All of these work together to support the shrink-wrap experience. The goal: one DVD or one OS image can boot the system enough to get to the net and download any other updated or missing pieces. So standards that provide the pieces so that I can get my system to that point based on the information built into the firmware make everyone's job easier.

Tuesday, August 12, 2014

UEFI Forum releases the ACPI 5.1 Specification

For years, the ACPI specification was developed by what was essentially a 5-way tangle of an IP agreement between Microsoft, Intel, Toshiba, Phoenix and HP. It was a closed group with no simple way for new ideas and direction from outside.

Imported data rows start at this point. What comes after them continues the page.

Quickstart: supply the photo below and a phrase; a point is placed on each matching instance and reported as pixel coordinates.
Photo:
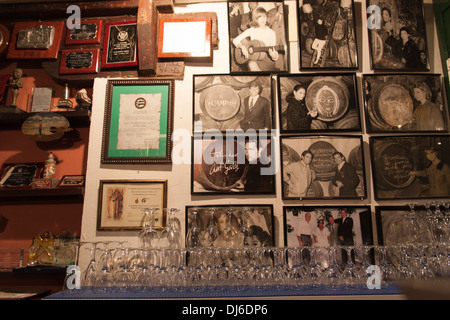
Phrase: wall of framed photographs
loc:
(354, 113)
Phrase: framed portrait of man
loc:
(397, 35)
(322, 167)
(258, 37)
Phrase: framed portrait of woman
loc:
(327, 34)
(411, 167)
(397, 35)
(404, 103)
(258, 36)
(318, 103)
(322, 167)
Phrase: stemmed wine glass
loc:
(149, 237)
(193, 235)
(212, 229)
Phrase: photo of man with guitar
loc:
(258, 38)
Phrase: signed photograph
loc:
(411, 167)
(327, 35)
(326, 102)
(322, 167)
(258, 39)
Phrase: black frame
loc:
(392, 183)
(364, 236)
(341, 42)
(233, 83)
(345, 89)
(282, 43)
(405, 17)
(325, 167)
(247, 178)
(236, 222)
(386, 87)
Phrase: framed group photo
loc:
(138, 122)
(411, 167)
(321, 227)
(258, 36)
(232, 165)
(228, 226)
(397, 35)
(327, 36)
(121, 203)
(227, 102)
(318, 103)
(404, 103)
(322, 167)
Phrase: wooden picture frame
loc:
(120, 45)
(232, 165)
(22, 48)
(90, 32)
(327, 35)
(222, 102)
(79, 61)
(138, 122)
(250, 226)
(410, 167)
(121, 203)
(242, 24)
(318, 103)
(397, 35)
(323, 167)
(184, 37)
(398, 103)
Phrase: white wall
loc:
(179, 176)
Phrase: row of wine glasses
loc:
(169, 237)
(123, 267)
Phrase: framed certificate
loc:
(121, 203)
(79, 61)
(184, 38)
(138, 122)
(89, 33)
(120, 45)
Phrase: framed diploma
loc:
(79, 61)
(121, 203)
(35, 40)
(138, 122)
(184, 38)
(120, 45)
(89, 33)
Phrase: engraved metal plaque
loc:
(39, 37)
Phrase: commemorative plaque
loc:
(20, 175)
(79, 61)
(35, 40)
(120, 45)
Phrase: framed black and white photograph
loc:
(232, 165)
(229, 226)
(327, 36)
(410, 167)
(322, 167)
(316, 228)
(318, 103)
(404, 103)
(325, 226)
(228, 102)
(258, 36)
(397, 35)
(394, 225)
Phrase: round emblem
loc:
(140, 103)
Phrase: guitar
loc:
(256, 50)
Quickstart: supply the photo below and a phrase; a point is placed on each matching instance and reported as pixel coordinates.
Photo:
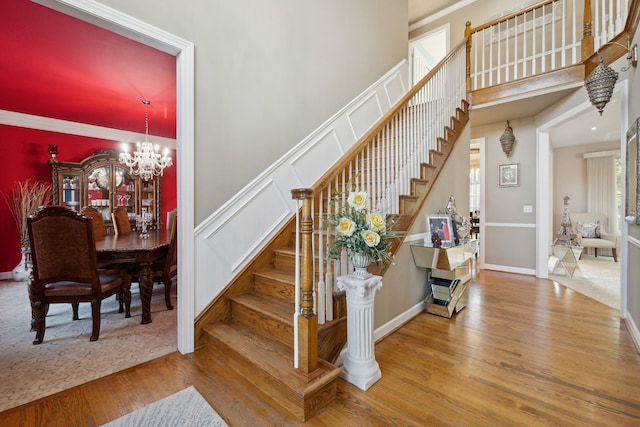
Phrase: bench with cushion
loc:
(591, 230)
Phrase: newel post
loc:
(307, 320)
(587, 31)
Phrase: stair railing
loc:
(543, 37)
(382, 163)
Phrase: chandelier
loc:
(146, 161)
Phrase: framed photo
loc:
(509, 175)
(443, 227)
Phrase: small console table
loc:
(450, 270)
(568, 257)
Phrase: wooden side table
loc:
(568, 257)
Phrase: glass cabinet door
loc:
(98, 190)
(125, 191)
(71, 197)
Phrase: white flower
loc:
(376, 222)
(357, 200)
(346, 227)
(371, 238)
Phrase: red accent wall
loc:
(23, 155)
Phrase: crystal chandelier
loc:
(146, 161)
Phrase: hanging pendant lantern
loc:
(600, 84)
(507, 140)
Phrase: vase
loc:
(22, 271)
(360, 262)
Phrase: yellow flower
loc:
(346, 227)
(357, 200)
(371, 238)
(376, 222)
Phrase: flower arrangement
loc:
(360, 230)
(26, 198)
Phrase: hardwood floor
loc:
(523, 352)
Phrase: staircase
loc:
(254, 341)
(246, 336)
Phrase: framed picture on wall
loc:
(509, 175)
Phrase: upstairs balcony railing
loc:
(547, 36)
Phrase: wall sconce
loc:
(602, 79)
(507, 140)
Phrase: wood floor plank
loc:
(524, 351)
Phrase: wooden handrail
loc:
(507, 17)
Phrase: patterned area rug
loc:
(67, 358)
(185, 408)
(597, 278)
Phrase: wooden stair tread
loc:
(287, 277)
(272, 307)
(270, 356)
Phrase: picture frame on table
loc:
(443, 227)
(509, 175)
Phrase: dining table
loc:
(139, 251)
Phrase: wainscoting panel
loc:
(227, 240)
(224, 240)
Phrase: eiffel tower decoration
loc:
(565, 236)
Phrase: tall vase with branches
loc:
(27, 196)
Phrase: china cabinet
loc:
(102, 182)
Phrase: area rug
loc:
(184, 408)
(597, 278)
(67, 358)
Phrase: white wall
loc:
(509, 236)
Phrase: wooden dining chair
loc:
(121, 223)
(97, 221)
(65, 268)
(165, 268)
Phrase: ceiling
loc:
(60, 67)
(420, 9)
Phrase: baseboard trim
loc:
(388, 328)
(633, 330)
(509, 269)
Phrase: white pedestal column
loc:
(360, 367)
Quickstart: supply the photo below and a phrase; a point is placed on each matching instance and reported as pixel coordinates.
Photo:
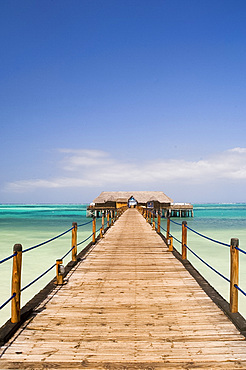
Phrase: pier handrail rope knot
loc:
(7, 301)
(8, 258)
(240, 290)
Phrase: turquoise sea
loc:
(30, 225)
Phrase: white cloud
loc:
(95, 168)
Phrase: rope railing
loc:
(85, 240)
(240, 250)
(176, 223)
(60, 270)
(206, 237)
(8, 300)
(39, 277)
(47, 241)
(207, 264)
(86, 223)
(240, 290)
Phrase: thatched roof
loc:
(140, 196)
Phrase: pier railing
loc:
(233, 248)
(107, 220)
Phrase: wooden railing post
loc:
(107, 218)
(234, 275)
(74, 241)
(184, 240)
(16, 283)
(153, 224)
(94, 230)
(170, 243)
(103, 221)
(168, 228)
(59, 272)
(159, 223)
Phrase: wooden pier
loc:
(130, 304)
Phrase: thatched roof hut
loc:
(115, 199)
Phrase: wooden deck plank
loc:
(130, 304)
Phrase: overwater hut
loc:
(155, 200)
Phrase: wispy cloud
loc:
(95, 168)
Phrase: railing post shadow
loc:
(74, 241)
(234, 273)
(16, 283)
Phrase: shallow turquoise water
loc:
(33, 224)
(30, 225)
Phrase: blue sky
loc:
(122, 95)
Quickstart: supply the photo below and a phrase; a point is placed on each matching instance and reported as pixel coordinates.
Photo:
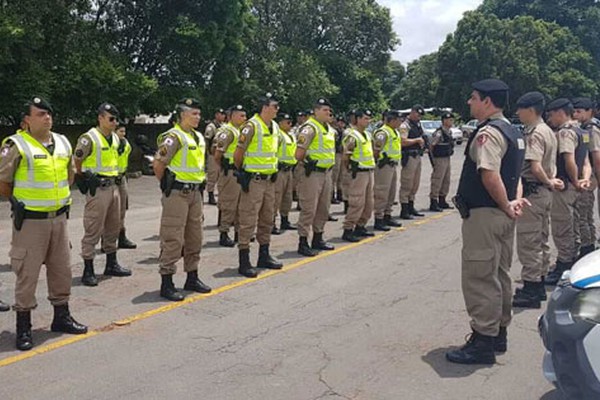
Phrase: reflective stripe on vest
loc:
(323, 148)
(261, 154)
(41, 180)
(104, 159)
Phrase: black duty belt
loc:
(45, 215)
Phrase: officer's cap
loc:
(559, 104)
(108, 108)
(583, 102)
(531, 99)
(37, 102)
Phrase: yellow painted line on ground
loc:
(194, 298)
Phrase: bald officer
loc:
(179, 166)
(487, 199)
(539, 181)
(36, 171)
(97, 164)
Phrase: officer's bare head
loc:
(188, 113)
(37, 116)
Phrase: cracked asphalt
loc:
(370, 322)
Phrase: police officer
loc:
(124, 150)
(487, 195)
(539, 181)
(316, 154)
(256, 160)
(97, 164)
(36, 171)
(387, 146)
(229, 190)
(573, 168)
(213, 168)
(584, 113)
(360, 162)
(441, 148)
(179, 166)
(285, 179)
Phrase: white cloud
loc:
(423, 25)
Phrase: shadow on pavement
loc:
(437, 360)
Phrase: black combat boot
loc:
(389, 221)
(194, 284)
(434, 206)
(528, 296)
(64, 322)
(405, 211)
(246, 269)
(286, 225)
(89, 276)
(304, 249)
(24, 339)
(265, 260)
(413, 211)
(167, 289)
(225, 240)
(319, 244)
(443, 204)
(380, 225)
(113, 268)
(124, 242)
(479, 349)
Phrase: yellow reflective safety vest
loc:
(41, 180)
(287, 148)
(104, 158)
(363, 152)
(393, 146)
(188, 163)
(322, 147)
(261, 154)
(123, 160)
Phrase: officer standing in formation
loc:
(285, 178)
(387, 146)
(441, 148)
(229, 190)
(360, 162)
(412, 150)
(124, 151)
(539, 181)
(97, 164)
(36, 170)
(213, 168)
(316, 154)
(179, 166)
(487, 200)
(256, 160)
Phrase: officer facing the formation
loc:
(441, 148)
(573, 168)
(487, 201)
(316, 154)
(179, 166)
(539, 181)
(36, 170)
(97, 164)
(387, 146)
(229, 190)
(124, 151)
(412, 150)
(360, 162)
(256, 160)
(285, 178)
(584, 114)
(213, 167)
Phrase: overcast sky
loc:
(422, 25)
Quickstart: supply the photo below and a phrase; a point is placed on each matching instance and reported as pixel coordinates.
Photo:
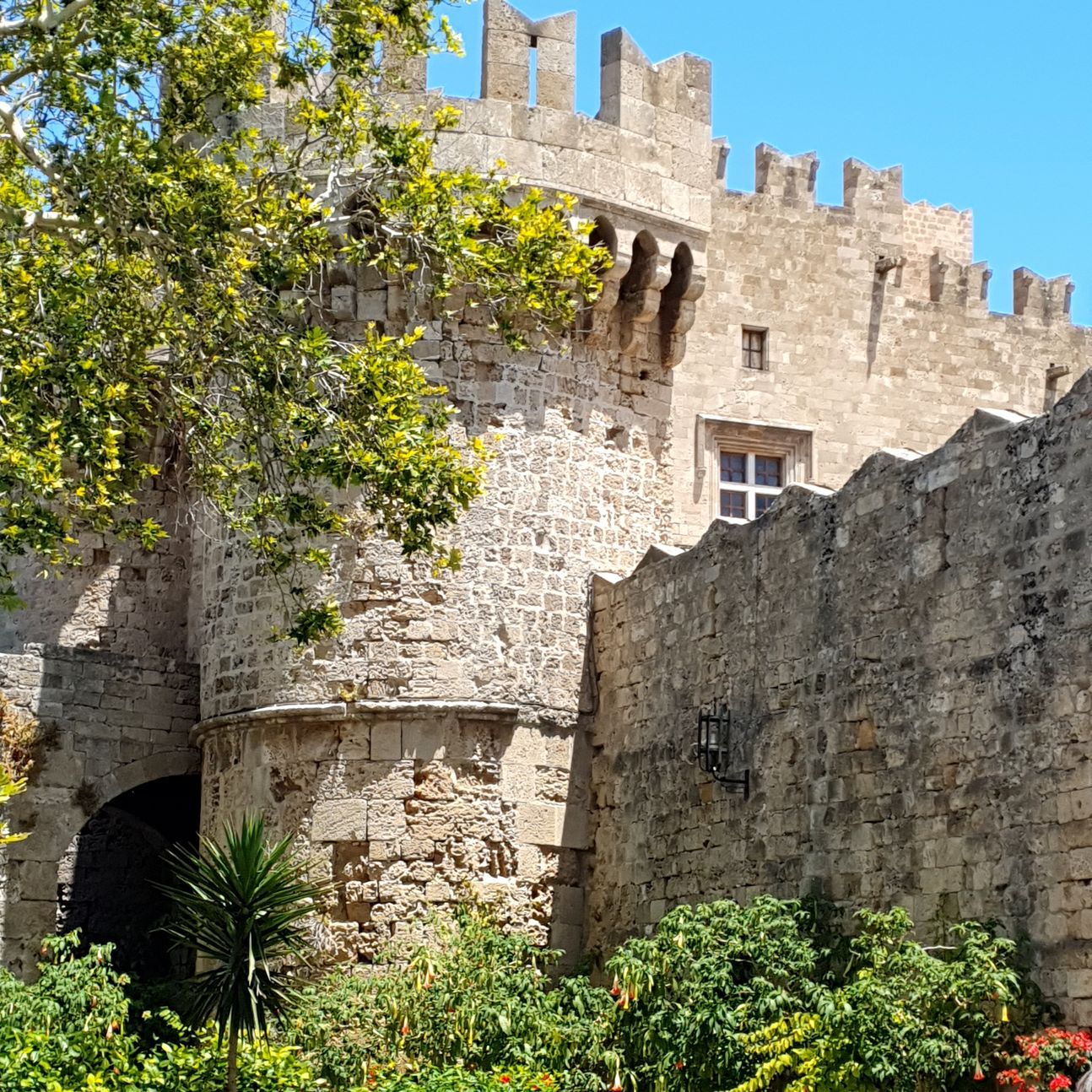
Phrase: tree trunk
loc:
(233, 1061)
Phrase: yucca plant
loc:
(241, 906)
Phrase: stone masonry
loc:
(442, 740)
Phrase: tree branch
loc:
(49, 19)
(19, 138)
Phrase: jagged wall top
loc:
(650, 153)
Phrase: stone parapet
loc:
(906, 666)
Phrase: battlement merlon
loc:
(511, 43)
(1041, 298)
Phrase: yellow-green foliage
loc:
(8, 790)
(144, 268)
(19, 736)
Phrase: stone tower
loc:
(743, 343)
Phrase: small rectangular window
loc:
(749, 484)
(733, 467)
(733, 505)
(754, 349)
(767, 471)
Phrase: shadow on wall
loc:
(105, 879)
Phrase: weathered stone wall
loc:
(111, 722)
(909, 666)
(411, 806)
(878, 330)
(439, 738)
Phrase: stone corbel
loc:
(678, 308)
(639, 295)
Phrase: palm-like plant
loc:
(241, 906)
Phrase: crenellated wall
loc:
(909, 668)
(442, 739)
(878, 331)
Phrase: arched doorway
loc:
(105, 879)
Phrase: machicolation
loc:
(855, 504)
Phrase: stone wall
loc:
(412, 806)
(909, 669)
(878, 330)
(111, 722)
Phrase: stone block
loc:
(387, 820)
(342, 820)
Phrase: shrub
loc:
(1047, 1062)
(475, 997)
(71, 1032)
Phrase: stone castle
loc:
(858, 505)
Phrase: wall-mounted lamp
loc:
(714, 732)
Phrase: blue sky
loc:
(987, 103)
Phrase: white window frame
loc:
(749, 489)
(764, 333)
(714, 434)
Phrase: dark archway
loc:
(105, 880)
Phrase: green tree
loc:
(241, 907)
(164, 263)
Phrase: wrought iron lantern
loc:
(714, 738)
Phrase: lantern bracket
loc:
(714, 738)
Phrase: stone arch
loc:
(55, 816)
(677, 308)
(106, 875)
(641, 287)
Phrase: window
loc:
(743, 464)
(749, 484)
(754, 349)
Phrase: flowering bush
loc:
(1050, 1061)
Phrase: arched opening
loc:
(105, 883)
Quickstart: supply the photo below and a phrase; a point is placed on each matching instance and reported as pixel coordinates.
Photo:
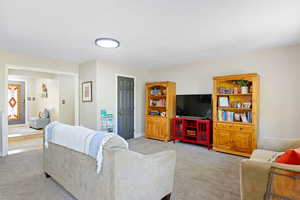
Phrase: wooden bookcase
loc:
(235, 124)
(160, 109)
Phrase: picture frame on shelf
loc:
(223, 101)
(244, 118)
(87, 91)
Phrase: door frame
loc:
(4, 148)
(25, 96)
(134, 112)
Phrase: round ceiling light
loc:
(107, 43)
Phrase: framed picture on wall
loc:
(87, 91)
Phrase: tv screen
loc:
(194, 106)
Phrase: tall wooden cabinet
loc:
(160, 109)
(235, 113)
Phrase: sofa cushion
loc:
(264, 155)
(291, 156)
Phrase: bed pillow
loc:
(291, 156)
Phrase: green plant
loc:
(242, 83)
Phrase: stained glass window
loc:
(14, 92)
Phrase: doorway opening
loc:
(34, 99)
(126, 100)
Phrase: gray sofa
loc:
(125, 175)
(255, 171)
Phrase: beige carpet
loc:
(200, 174)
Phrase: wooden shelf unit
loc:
(236, 137)
(158, 126)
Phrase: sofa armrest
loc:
(254, 177)
(143, 177)
(279, 145)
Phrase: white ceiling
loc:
(153, 33)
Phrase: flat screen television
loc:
(194, 105)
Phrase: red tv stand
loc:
(191, 130)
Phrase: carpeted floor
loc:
(200, 174)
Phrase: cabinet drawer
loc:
(242, 141)
(222, 138)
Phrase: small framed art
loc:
(223, 102)
(87, 91)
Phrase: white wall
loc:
(88, 110)
(108, 90)
(279, 69)
(67, 93)
(7, 58)
(52, 102)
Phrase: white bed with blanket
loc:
(96, 165)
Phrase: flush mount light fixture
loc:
(107, 43)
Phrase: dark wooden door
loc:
(125, 107)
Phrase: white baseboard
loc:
(140, 134)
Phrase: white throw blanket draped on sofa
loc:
(78, 138)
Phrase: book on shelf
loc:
(229, 116)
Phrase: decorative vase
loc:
(244, 90)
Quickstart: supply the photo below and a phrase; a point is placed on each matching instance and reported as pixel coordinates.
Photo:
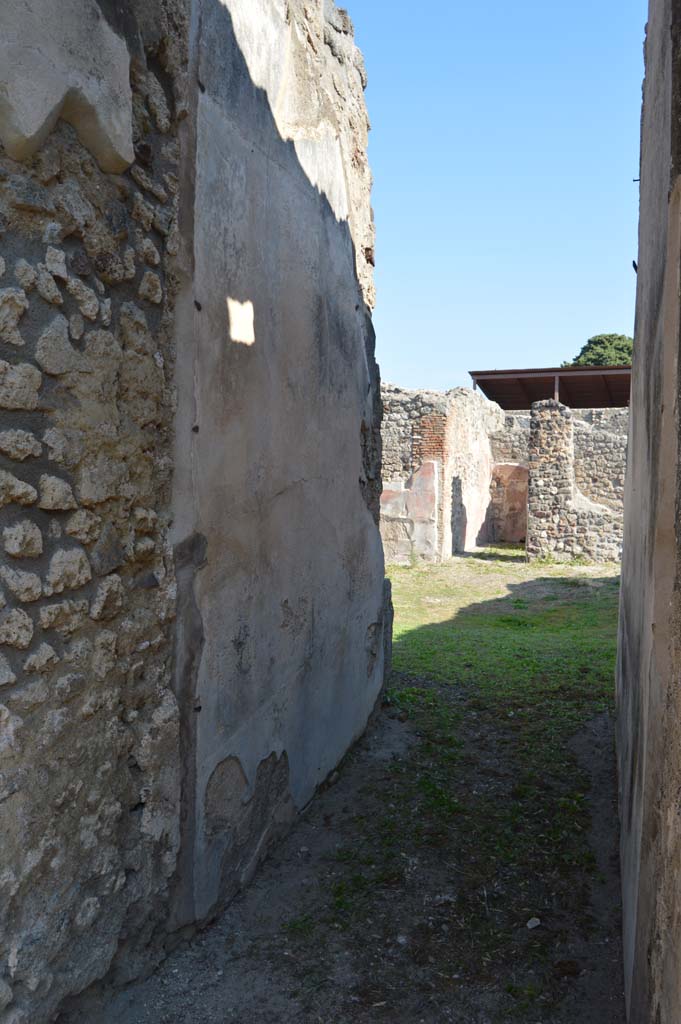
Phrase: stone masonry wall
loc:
(451, 430)
(480, 487)
(89, 726)
(561, 521)
(166, 676)
(600, 463)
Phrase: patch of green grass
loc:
(300, 927)
(497, 665)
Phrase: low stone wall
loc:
(561, 521)
(483, 457)
(453, 431)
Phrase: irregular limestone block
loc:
(150, 253)
(23, 540)
(108, 600)
(44, 658)
(7, 677)
(13, 304)
(19, 444)
(65, 616)
(84, 525)
(13, 489)
(73, 66)
(47, 288)
(76, 327)
(69, 569)
(88, 303)
(108, 554)
(18, 385)
(25, 586)
(15, 629)
(55, 495)
(54, 353)
(25, 274)
(103, 657)
(150, 288)
(55, 261)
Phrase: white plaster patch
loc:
(71, 66)
(242, 322)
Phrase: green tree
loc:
(605, 350)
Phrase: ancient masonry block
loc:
(485, 460)
(562, 522)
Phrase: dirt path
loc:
(406, 891)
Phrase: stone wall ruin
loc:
(193, 621)
(496, 477)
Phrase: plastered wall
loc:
(193, 624)
(649, 712)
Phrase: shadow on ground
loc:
(464, 866)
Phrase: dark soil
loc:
(463, 867)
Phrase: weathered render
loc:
(649, 658)
(193, 623)
(460, 473)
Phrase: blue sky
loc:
(504, 141)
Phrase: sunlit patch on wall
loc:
(242, 322)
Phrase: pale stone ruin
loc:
(194, 625)
(460, 473)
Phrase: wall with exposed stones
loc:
(562, 521)
(478, 493)
(649, 647)
(451, 430)
(193, 622)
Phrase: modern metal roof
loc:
(578, 387)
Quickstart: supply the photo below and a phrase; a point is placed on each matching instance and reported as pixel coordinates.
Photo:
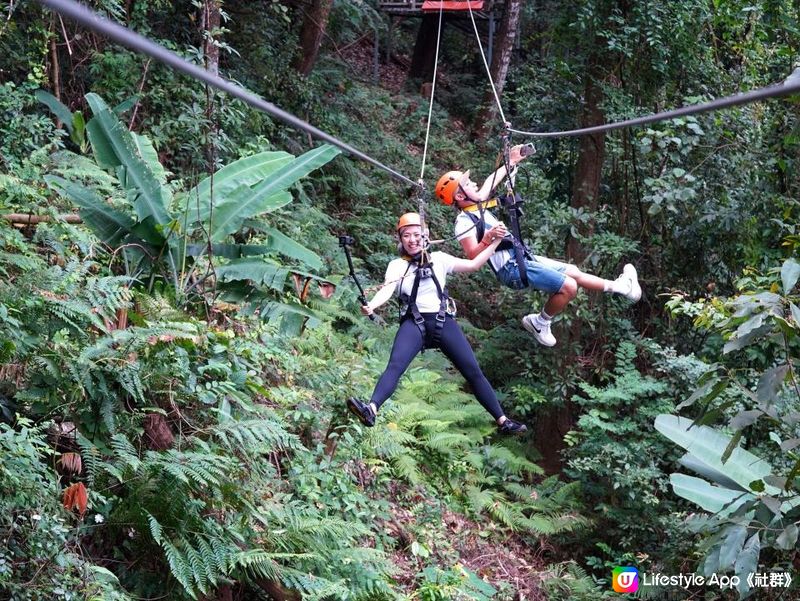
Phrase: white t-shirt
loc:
(464, 228)
(427, 295)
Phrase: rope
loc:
(139, 43)
(433, 91)
(483, 56)
(785, 88)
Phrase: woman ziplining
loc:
(427, 319)
(513, 264)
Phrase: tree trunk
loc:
(591, 153)
(315, 23)
(501, 58)
(424, 58)
(210, 24)
(553, 425)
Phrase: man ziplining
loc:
(560, 279)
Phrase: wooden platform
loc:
(414, 8)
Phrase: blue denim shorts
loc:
(543, 274)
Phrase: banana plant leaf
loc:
(714, 499)
(230, 216)
(248, 202)
(111, 225)
(276, 242)
(247, 171)
(691, 462)
(708, 445)
(114, 147)
(259, 271)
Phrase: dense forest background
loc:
(178, 331)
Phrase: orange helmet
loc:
(409, 219)
(447, 185)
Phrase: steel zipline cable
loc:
(786, 88)
(139, 43)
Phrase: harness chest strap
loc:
(413, 310)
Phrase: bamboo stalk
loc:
(26, 218)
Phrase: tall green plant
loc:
(755, 503)
(160, 236)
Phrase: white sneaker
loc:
(540, 329)
(634, 292)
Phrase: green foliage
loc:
(22, 131)
(620, 464)
(753, 501)
(41, 558)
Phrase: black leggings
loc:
(408, 342)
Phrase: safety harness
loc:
(409, 301)
(521, 252)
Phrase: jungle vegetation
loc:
(178, 330)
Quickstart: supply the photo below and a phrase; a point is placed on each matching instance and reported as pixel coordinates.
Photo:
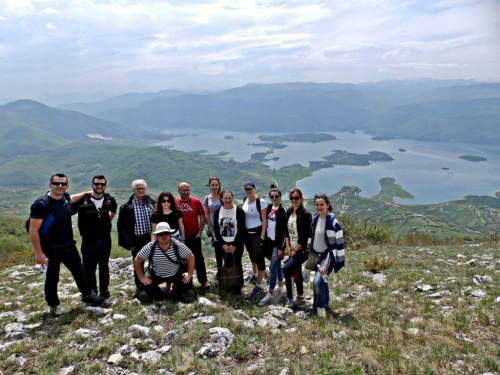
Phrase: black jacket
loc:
(126, 221)
(281, 226)
(304, 219)
(92, 223)
(240, 225)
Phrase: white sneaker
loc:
(266, 300)
(280, 289)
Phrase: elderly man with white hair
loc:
(134, 227)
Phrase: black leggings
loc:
(294, 265)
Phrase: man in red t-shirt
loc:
(193, 218)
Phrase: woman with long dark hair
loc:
(298, 226)
(211, 203)
(167, 211)
(229, 229)
(327, 242)
(276, 232)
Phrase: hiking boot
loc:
(252, 279)
(266, 300)
(257, 289)
(280, 289)
(93, 299)
(55, 311)
(105, 294)
(300, 300)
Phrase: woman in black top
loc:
(298, 225)
(167, 211)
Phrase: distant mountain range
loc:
(423, 109)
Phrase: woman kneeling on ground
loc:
(298, 227)
(326, 241)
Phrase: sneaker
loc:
(280, 289)
(299, 301)
(55, 311)
(252, 279)
(321, 312)
(257, 289)
(105, 294)
(266, 300)
(93, 299)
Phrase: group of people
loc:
(167, 233)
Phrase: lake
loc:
(418, 170)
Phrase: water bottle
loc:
(324, 277)
(43, 268)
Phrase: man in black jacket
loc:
(134, 227)
(95, 213)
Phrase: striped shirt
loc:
(162, 266)
(142, 212)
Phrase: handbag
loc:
(230, 278)
(313, 260)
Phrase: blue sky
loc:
(103, 48)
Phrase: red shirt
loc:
(191, 210)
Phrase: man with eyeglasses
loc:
(95, 214)
(134, 226)
(51, 236)
(193, 218)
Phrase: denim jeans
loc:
(275, 269)
(320, 289)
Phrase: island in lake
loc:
(475, 159)
(298, 137)
(339, 157)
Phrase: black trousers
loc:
(156, 294)
(69, 256)
(294, 266)
(94, 253)
(139, 243)
(194, 244)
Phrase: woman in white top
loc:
(211, 203)
(255, 209)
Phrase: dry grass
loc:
(390, 329)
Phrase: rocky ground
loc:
(435, 311)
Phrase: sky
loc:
(100, 48)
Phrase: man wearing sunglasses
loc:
(54, 244)
(95, 213)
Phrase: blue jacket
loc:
(334, 241)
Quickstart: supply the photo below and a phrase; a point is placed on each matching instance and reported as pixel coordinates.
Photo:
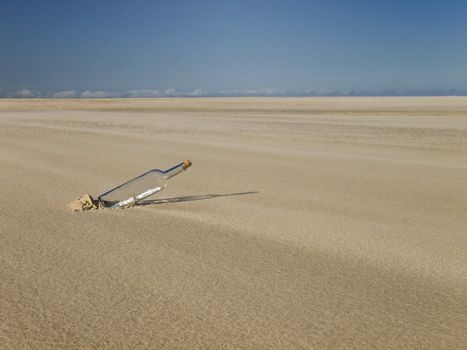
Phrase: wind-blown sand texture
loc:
(304, 223)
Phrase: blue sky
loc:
(293, 45)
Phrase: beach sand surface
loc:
(304, 223)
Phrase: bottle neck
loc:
(179, 168)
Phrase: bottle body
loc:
(141, 187)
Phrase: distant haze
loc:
(91, 49)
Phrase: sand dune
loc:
(317, 223)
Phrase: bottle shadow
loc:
(191, 198)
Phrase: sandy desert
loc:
(304, 223)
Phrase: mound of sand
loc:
(84, 202)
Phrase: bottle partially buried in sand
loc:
(142, 186)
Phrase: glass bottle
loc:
(140, 187)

After ACPI 5.0 was released, it became clear that if ACPI were going to have wider industry adoption, it would need to open up to a different sort of development process. At the UEFI board meetings (when I was with Phoenix), I saw most of the same companies and most of the same people as with ACPI. After much discussion between companies with large contingents of lawyers, the UEFI Forum took over management of ACPI and the UEFI board created the ASWG (ACPI Specification Working Group) to manage ACPI's development.

One of the first challenges after this change in management was to clean up the ACPI specification and make it more ARM AArch64 friendly. ACPI 5.0 had already paved the way with the Hardware-Reduced profile, removing many of the assumptions about hardware registers, processor states and bus hierarchies . These had been driven to some extent by Microsoft when Windows RT was on the horizon. For a description of the ACPI-related changes made by Linaro and other ARM partners, see this summary. Linaro has been very active in submitting kernel patch after kernel patch to modify the X86-only flavor of some of the Linux kernel pieces.

Now, with the release of the new ACPI 5.1 specification in a timely fashion, the remaining bits that didn't fit have been cleared away. There is still more work to be done, but at least Linux, ACPI an ARM have a clear path forward, both in terms of technology and open specification governance.